Analitus will compliment Global ID’s existing presence in the South American nation, where food safety has become a prominent national issue.
In its first acquisition since coming into the Paine Schwartz Partners portfolio last year, food safety platform Global ID has purchased Analitus Analises Biotechnological, a Brazilian food safety lab. Financial terms were not disclosed.
Located in the southern city of Caxias do Sul, Analitus offers testing for allergens, GMOs, pesticides, mytoxicins, residues and contaminants, among others. It was spun out from EcoCerta in 2013 and also has technology and research and development capabilities that were included in Global ID’s acquisition.
Global ID chief executive Ken Ross said in a statement that the deal came after his company, which has operated in Brazil since 2000, worked together with Analitus for more than five years.

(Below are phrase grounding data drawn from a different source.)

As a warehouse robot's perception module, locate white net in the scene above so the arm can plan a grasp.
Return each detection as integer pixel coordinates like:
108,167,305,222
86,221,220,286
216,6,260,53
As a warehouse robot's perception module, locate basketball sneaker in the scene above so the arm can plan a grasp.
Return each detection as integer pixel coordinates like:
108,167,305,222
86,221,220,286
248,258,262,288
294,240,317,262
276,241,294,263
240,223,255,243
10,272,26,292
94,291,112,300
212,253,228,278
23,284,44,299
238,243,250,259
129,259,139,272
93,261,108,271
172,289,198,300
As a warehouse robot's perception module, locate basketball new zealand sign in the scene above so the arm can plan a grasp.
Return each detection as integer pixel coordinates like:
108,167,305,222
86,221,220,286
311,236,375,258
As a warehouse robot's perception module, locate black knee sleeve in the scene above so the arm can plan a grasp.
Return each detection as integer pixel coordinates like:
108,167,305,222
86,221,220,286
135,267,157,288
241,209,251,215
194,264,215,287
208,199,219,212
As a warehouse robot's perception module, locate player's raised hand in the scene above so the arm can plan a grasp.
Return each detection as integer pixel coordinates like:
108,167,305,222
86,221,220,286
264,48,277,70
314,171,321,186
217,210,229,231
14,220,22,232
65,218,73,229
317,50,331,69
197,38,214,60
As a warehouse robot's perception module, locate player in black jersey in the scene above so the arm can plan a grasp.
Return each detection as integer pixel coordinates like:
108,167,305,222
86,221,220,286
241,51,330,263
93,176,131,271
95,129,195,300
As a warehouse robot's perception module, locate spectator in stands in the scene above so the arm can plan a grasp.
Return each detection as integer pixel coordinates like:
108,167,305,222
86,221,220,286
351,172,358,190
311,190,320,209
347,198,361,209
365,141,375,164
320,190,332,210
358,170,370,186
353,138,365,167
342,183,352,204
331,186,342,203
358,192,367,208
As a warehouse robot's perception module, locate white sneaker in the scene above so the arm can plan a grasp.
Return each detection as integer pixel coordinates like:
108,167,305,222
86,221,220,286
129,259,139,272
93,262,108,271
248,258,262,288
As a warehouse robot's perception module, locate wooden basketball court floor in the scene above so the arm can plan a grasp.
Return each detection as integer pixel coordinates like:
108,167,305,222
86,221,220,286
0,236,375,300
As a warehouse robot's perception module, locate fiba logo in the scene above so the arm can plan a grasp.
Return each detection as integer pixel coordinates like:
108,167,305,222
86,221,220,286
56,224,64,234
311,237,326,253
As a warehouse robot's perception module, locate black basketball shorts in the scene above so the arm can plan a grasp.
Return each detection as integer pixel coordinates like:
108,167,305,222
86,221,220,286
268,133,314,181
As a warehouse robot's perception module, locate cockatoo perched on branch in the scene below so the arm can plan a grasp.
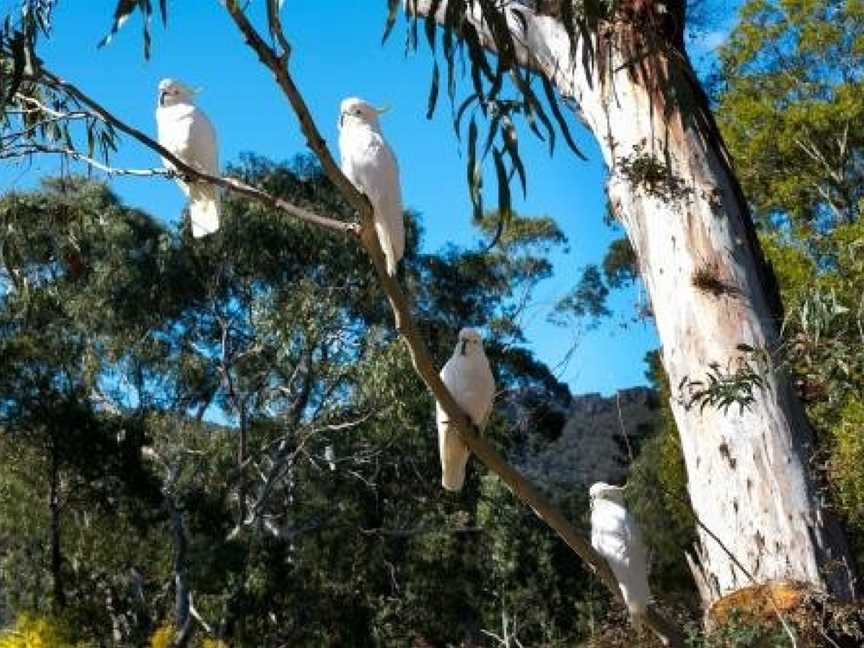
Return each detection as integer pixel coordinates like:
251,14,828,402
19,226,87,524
156,79,219,238
339,97,405,276
435,328,495,491
588,482,651,628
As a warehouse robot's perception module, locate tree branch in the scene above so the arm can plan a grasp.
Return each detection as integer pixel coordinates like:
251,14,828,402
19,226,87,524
24,68,359,235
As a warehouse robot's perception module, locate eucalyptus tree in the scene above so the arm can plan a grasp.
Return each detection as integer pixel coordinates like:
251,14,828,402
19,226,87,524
3,0,854,641
0,161,585,645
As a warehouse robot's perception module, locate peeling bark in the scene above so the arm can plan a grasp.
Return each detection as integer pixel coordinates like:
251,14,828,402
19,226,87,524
417,0,854,607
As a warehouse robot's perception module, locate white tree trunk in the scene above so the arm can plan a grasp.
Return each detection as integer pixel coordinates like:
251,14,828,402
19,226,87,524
419,2,853,606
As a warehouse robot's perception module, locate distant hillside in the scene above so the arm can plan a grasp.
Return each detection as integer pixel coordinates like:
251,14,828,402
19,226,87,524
510,387,659,495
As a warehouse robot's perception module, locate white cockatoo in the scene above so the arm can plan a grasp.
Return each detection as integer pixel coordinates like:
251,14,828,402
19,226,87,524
435,328,495,491
156,79,219,238
339,97,405,276
588,482,651,628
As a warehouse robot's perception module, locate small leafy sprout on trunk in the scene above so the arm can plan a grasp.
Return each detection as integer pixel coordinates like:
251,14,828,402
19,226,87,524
690,263,741,297
678,344,770,415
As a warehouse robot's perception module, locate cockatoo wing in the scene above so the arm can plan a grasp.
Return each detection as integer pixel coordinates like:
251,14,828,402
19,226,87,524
591,499,651,627
435,355,471,491
156,104,219,238
339,127,405,275
436,351,495,490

“Brazil is an agricultural powerhouse, but it’s just starting to move forward towards a more sophisticated approach to food safety and we hope to be a part of that,” Ross told Agri Investor.
Global ID provides food safety and quality testing, inspection, certification and consulting to more than 15,000 customers in more than 100 countries. Headquartered in Fairfield, Iowa with offices in the UK and Brazil, the company has distinct units devoted to testing services, food safety and quality certifications and regulatory compliance.
Paine used capital from its Fund IV, which closed on $893 million in late 2015, to purchase Global ID in October. At the time, Paine Schwartz partner Angelos Dassios said that the firm’s portfolio companies had alerted Paine to a growing focus on food safety and that it planned to grow Global ID both organically and through acquisitions.
In acquiring Analitus, Global ID is expanding its presence in a country with a population of 207 million where food safety concerns have recently migrated to the top of the national agenda. In March, the conclusion of a two-year investigation found that more than 20 Brazilian slaughterhouses had bribed officials to avoid food safety regulations. The revelation, dubbed the “Carne Fraca” scandal (“Weak Meat” in Portuguese), prompted at least 35 nations to restrict meat imports from Brazil and weakened the political position of President Michel Temer.
In a May Agri Investor commentary, Monica Ganley, founder of agri-focused advisory firm Quarterra, wrote that that the scandal should remind investors of both the perils of corruption in developing countries and the potential of Brazil’s food safety market.
“Given the failure of current food safety systems, new technologies that can address these weaknesses are likely to find themselves with an important market to serve,” Ganley wrote. “Opportunities abound and the investor ready to embrace them will surely be well rewarded.”